I’ve discovered that I make false stress for myself. I think coming from a high stress family and always working in high stress jobs, I have found it necessary to make situations extremely more stressful than needed. And when a situation isn’t stressful, I feel like I’m doing something wrong, or there needs to be a problem, I have such a hard time just going with the flow.
For example, I planted my garden this weekend. Well, let’s be clear, I didn’t, my aunts did. I have always planted a garden with my dad and brother and boy is it stressful. Exceedingly so. Everything has to be PERFECT, rows need to be exact, watering is a science, where you plant things is of the utmost importance, there is no easy way to do it. If it is not difficult, it is not right. I grew up like that. With everything. So, you have to understand that this is my normal.
Back to my aunts planting my garden… It’s not perfect. It’s far from perfect, but it works. Lettuce is planted all scattered around the tomatoes, green bean rows are planted every which direction, and zucchini, I think they planted a million, I don’t even like zucchini that much. I asked a million questions as they were planting… “What should I do about the weeds? Why are you planting so haphazardly? How much am I supposed to water? What if nothing grows? What if bugs come? What if I totally fuck it all up????”

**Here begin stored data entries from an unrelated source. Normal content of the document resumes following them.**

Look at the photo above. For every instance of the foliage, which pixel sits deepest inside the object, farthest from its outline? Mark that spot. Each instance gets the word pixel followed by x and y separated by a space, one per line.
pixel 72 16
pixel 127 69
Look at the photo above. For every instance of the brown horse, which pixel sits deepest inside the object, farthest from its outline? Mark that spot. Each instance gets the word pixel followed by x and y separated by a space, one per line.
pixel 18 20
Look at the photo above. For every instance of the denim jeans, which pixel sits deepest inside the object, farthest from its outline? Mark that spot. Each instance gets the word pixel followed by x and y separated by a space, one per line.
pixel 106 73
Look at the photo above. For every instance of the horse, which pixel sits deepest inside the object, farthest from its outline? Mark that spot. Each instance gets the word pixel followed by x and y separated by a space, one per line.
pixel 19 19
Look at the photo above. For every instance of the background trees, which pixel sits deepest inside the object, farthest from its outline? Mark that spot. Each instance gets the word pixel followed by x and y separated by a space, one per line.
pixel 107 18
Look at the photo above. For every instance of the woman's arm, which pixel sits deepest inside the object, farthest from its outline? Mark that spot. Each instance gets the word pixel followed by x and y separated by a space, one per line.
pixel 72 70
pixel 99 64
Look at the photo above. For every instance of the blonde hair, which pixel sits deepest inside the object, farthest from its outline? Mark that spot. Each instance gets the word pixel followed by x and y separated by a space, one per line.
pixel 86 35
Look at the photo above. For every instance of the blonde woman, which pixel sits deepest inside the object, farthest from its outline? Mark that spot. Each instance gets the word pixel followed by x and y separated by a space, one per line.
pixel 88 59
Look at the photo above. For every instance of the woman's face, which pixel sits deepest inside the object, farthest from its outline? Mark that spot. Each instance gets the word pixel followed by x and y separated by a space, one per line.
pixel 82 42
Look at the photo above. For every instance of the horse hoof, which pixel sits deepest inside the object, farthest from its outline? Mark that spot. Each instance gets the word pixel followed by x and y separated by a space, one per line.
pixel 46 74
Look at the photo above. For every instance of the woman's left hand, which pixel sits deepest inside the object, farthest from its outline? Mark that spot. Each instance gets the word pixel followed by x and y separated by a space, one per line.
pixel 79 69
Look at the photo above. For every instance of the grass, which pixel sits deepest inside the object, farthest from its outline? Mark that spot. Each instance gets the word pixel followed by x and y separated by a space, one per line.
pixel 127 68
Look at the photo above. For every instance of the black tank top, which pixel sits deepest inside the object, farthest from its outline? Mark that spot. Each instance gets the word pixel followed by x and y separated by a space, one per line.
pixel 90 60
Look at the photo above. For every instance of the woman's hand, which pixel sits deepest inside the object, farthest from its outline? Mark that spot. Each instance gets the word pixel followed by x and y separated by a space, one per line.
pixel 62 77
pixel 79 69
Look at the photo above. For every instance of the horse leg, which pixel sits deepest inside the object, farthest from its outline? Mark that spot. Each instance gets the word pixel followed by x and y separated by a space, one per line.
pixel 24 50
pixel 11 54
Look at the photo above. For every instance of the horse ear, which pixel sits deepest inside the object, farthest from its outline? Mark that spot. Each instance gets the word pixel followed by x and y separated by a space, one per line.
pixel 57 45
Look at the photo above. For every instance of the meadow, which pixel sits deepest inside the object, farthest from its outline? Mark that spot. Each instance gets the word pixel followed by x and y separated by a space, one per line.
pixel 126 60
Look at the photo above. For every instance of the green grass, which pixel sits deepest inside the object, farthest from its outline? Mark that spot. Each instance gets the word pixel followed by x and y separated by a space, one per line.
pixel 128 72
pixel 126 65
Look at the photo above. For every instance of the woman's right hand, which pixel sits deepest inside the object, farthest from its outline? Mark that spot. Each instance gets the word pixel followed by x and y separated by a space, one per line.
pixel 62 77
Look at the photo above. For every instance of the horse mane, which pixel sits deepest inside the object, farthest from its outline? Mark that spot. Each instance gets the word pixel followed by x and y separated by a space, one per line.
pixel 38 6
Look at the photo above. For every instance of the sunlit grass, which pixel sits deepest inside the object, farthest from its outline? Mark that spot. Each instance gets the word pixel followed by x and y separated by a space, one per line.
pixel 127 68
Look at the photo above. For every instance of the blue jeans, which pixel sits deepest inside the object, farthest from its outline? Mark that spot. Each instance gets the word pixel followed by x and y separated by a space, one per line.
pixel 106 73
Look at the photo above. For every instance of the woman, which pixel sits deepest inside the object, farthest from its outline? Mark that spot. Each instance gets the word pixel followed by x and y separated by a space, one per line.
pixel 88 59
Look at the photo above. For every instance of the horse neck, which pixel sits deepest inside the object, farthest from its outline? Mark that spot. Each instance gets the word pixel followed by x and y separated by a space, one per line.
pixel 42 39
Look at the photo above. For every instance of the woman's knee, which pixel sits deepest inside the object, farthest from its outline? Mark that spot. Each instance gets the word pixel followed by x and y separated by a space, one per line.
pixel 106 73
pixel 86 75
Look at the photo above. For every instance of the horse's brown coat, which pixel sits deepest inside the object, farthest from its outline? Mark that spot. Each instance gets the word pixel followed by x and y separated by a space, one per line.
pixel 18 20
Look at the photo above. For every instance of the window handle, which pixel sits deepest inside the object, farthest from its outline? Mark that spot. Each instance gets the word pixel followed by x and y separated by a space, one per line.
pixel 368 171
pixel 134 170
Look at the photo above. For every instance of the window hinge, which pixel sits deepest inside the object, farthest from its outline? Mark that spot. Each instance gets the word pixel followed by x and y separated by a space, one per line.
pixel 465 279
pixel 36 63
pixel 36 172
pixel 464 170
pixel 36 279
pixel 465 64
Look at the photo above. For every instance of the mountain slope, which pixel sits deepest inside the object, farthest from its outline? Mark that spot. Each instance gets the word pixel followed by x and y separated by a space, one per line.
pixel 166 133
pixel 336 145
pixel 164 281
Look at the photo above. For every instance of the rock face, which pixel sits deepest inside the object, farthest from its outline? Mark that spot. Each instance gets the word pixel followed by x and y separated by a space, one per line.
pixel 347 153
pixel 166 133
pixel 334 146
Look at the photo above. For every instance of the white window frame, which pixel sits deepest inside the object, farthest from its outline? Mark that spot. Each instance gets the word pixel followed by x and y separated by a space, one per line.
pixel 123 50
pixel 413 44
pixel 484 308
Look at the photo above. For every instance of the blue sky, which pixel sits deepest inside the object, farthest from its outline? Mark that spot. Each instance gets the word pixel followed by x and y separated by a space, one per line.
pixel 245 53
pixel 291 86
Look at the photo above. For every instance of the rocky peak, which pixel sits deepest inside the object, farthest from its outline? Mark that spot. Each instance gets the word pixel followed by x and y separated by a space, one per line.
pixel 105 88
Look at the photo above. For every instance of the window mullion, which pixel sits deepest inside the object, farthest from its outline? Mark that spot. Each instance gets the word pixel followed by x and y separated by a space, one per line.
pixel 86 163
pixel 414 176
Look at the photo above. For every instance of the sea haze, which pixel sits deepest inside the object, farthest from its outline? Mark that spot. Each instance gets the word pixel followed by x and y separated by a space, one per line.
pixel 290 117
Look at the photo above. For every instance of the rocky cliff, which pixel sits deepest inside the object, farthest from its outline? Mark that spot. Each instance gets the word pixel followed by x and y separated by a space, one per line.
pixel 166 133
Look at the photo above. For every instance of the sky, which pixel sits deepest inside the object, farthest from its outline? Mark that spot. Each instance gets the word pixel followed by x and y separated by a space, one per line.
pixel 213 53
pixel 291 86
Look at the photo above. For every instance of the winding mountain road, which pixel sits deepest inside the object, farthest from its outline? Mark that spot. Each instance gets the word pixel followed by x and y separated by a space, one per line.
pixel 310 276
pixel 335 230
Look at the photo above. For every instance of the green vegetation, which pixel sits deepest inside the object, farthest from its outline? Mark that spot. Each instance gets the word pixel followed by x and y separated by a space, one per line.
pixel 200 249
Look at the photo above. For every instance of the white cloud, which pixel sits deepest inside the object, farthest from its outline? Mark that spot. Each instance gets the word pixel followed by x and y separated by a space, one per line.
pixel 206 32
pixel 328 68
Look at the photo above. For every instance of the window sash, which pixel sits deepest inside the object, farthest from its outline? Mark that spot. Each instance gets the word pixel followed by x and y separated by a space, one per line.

And their answers for everything were so simple. “Don’t worry about the weeds, pull the ones you see and just keep an eye on them. It’s not the end of the world. We are planting “french” style, no need to plant like a math problem. Water as much as you think, if the plants look thirsty, you’ll know. If nothing grows, oh well, it was still fun planting together right? If bugs come, just let the plant go, no need to go crazy, bugs need food too. If you fuck it all up, oh well, we can try again next year.”
I have never, ever, ever in my life had such comfort. Suddenly this garden, that I avoided like the plague because all I could hear in my heads were the words of doubt coming from my dad and brother, disappeared. The stress was gone. No need to worry about criticism, or mistakes or disappointing anyone. I had built up a false stress and lived by it, I fueled it and believed in it.
I will see how this garden goes, but beyond that, I am beyond happy that I have learned this very valuable lesson. It’s strange how just planting a garden with your aunts can turn into so much more.